In HBO’s Big Little Lies, Nicholas and Cameron Crovetti play the younger songs of Alexander Skarsgård’s character. In Boy Kills World, the twins obviously play the younger version of another Skarsgård, Bill. How did their casting come about, and involvement in this project?

MORITZ: That was definitely a crazy coincidence. The credit to finding and casting them solely goes to our casting director, Nancy Nayor, who did an amazing job! We cast quite a wide net for the role of young Boy. It was global search, but we were delighted to get Nicholas and Cameron. They are both such accomplished young actors with such a wide range of work already. The way they both collaborated to bring the single character to life was brilliant—they committed to the emotions, the stunts and the training. They are amazing young actors.

Filming on location in Cape Cod, South Africa, must have been a wild ride. Do you have any favorite memories you would like to share about your time on set?

MORITZ: Shooting in and around Cape Town was an amazing experience. The team was great, and the area is very beautiful. We tried to create our own world, a city surrounded by jungle and water, neither American nor European. Cape Town provided the perfect canvas for that. We just loved the people there, the crews are so talented and generous. I have so many favorite moments from this shoot—both on set and off set. The locations were all fantastic, and the city is stunning with such a great food scene. Everywhere you look is a stunning view and some amazing restaurant. Favorite moments on set would have to be the endless riffing and ad libbing from Andrew Koji, Isaiah, Sharlto and Brett Gelman, a lot of which ended up in the final cut.

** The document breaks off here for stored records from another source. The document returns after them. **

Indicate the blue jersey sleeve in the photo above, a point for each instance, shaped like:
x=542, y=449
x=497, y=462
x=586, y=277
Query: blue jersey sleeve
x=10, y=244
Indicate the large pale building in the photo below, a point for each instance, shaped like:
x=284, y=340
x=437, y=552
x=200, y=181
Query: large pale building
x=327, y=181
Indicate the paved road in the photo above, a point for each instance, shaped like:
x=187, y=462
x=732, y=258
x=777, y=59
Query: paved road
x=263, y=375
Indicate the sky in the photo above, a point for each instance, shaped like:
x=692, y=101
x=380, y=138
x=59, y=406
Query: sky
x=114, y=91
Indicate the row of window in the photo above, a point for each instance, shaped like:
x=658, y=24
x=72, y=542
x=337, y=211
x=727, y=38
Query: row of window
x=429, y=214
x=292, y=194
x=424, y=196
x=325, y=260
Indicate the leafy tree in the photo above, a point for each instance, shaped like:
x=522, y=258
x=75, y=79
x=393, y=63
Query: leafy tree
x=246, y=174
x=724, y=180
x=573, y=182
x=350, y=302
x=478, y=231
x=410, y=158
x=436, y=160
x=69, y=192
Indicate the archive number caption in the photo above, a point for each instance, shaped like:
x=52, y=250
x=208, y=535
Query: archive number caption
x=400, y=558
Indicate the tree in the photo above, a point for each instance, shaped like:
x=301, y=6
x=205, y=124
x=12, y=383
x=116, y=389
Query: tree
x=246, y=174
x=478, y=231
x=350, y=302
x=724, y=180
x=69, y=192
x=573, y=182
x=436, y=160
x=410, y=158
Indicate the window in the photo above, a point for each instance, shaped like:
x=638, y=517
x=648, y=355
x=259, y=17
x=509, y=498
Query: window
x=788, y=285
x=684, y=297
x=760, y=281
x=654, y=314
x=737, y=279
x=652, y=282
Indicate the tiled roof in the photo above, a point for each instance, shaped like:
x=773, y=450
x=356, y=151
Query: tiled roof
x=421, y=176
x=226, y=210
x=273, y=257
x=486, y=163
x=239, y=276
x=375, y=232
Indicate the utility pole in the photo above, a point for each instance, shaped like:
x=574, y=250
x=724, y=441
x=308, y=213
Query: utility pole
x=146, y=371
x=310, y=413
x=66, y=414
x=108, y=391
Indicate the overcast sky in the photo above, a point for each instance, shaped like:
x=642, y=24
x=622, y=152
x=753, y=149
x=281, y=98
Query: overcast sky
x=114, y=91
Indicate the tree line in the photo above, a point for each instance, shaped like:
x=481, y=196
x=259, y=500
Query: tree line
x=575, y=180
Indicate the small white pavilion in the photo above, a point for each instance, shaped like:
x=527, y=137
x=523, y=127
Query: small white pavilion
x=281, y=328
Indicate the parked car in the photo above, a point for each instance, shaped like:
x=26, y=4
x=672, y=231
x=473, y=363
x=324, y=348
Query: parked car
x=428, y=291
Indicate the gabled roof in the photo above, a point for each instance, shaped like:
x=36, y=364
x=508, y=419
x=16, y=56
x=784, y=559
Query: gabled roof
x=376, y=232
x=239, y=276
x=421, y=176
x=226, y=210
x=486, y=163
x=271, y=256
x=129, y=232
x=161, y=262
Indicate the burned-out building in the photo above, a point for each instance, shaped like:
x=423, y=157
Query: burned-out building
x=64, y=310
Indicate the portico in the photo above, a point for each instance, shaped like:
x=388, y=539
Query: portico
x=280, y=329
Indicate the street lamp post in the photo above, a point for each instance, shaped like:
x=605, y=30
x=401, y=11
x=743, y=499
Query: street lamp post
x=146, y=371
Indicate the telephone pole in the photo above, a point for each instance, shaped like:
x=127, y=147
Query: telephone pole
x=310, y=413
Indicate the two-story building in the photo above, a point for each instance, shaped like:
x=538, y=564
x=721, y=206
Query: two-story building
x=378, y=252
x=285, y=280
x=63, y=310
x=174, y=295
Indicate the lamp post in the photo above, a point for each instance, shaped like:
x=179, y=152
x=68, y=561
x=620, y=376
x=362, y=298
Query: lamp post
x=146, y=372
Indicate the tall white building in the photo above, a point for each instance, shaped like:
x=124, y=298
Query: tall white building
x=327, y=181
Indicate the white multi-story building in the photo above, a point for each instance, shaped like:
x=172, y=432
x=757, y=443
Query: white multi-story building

What were your primary cinematic influences in crafting the zany atmosphere of this unique film?

MORITZ: I am a huge fan of Asian  cinema. Old Kung Fu and Samurai movies, John Woo’s early action masterpieces, Takashi Miike and of course Park Chan Wook. I worked really hard to create a world that was familiar, yet unfamiliar in a time uncertain. I wanted to create something fresh and different, and as we recruited our department heads, we challenged them all to “wave their crazy flag”.

Producer Sam Raimi is a huge supporter of genre films. How did he come on board, and how hands-on was he during filming?

MORITZ: Sam was on board from a very early stage. He loved the genre and freshness of this audacious script, and my unique and fresh take on it. He has been with me on this ride for 6 of the 7 years, and he has been a great partner and collaborator. He was very involved during the script and the editing stages, and it was fantastic getting his insights and thoughts and his years of experience and wisdom.

The breakneck action in Boy Kills World is on another level from the type of energy we usually see from Western action films. How did you approach filming for some of the more demanding sequences and stunts, such as the live broadcast, or that big final showdown?

MORITZ: The action set pieces were among the scenes we worked out first. Dawid Szatarski, the action designer on the show, created detailed proof of concepts for each scene before the start of principal photography. That way we could be as efficient and fast as possible. This is very clearly a wild and fun revenge movie, showing the destructive path of revenge. It is entertainment, and meant to be a roller coaster ride! It shows very clearly in an audacious and ridiculous tale how we can be manipulated to do things in an “us versus them “ world when there is usually more to it. There are crazy twists and turns that ultimately showcase the importance of thinking for yourself, and being aware of the potential for being manipulated into doing things for some other purpose.

What was your favorite scene to film?

MORITZ: There were so many scenes that were fun to shoot, but the ones with Isiah Mustafa always cracked me up. He ad libbed so many lines that just came unexpected. 

Big thanks to Moritz Mohr for taking the time out of his busy schedule to chat with us! Boy Kills World debuts at the Toronto International Film Festival on Saturday, September 9th, and is a definite must-see if attending in person. Be sure to add it to your watchlist, and keep it on your radar!